With local outlier factors calculated for all features, the tool then uses the percentage of locations to be designated as outliers parameter value to designate features as outliers and inliers. Consequently, the selection of an appropriate percentage is among important criteria when defining and interpreting the analysis results.
Considerations and interpretations of outputs
There are several important considerations when interpreting the output of this tool.

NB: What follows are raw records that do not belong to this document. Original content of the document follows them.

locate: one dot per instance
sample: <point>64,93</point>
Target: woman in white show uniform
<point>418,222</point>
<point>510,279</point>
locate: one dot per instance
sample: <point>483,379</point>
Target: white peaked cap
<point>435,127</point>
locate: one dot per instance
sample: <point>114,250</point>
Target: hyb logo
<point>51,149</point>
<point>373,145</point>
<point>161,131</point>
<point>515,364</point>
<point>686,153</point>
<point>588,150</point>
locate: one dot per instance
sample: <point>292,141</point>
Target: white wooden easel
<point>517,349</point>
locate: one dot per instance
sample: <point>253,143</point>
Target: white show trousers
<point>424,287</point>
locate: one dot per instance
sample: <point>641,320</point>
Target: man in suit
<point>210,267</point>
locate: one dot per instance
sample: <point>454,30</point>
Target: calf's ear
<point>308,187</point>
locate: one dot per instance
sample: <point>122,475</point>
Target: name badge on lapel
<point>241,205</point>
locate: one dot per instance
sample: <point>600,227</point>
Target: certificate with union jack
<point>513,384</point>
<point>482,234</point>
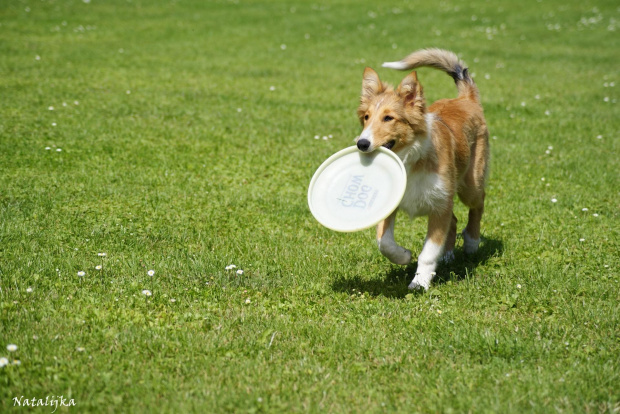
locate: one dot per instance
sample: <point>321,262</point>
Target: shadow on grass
<point>395,281</point>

- The LOF values calculated for an input dataset cannot be used to compare with calculated LOF values in a different dataset. The LOF calculations are dependent on the spatial distribution of the input features in a dataset; consequently, any differences in separate datasets will result in different calculated local reachability densities and LOF values.
- The calculated LOF results may differ between a point in the output features and a cell in the output prediction raster coinciding with the point. The reason for this difference is that the point's neighborhood includes the neighbors in its vicinity, and does not include itself; however, the raster cell coinciding with the point includes the point as one of its neighbors.
- Small differences in values submitted for the
Percent of Locations Considered Outliers parameter may
result in the same output percent of locations considered outliers.
This can occur when similarities in spatial distribution for
features result in the same LOF value for multiple features and the
same LOF threshold is established even if the percent is different
by a small margin.
- Consider a simple dataset with 10 features whose LOF calculation results in the following LOF values: [0, 1, 2, 3, 4, 5, 9, 9, 9, 9]. In this example, a value of 10 percent for percent of locations considered outliers would result in selecting the top 10 percent LOF values, which corresponds to an LOF threshold of 9. Similarly, passing a value of 40 percent for percent of locations considered outliers would result in selecting the top 40 percent LOF values, though this will still set an LOF threshold of 9. Therefore, the output count of outliers designated as outliers will be the same for percentages 10 percent through 40 percent.
For more information about the local outlier factor, see the following references:
- Breunig, M. M., Kriegel, H. P., Ng, R. T., Sander, J. (2000). "LOF: identifying density-based local outliers." Proceedings of the 2000 ACM SIGMOD international conference on Management of data. (pp. 93-104).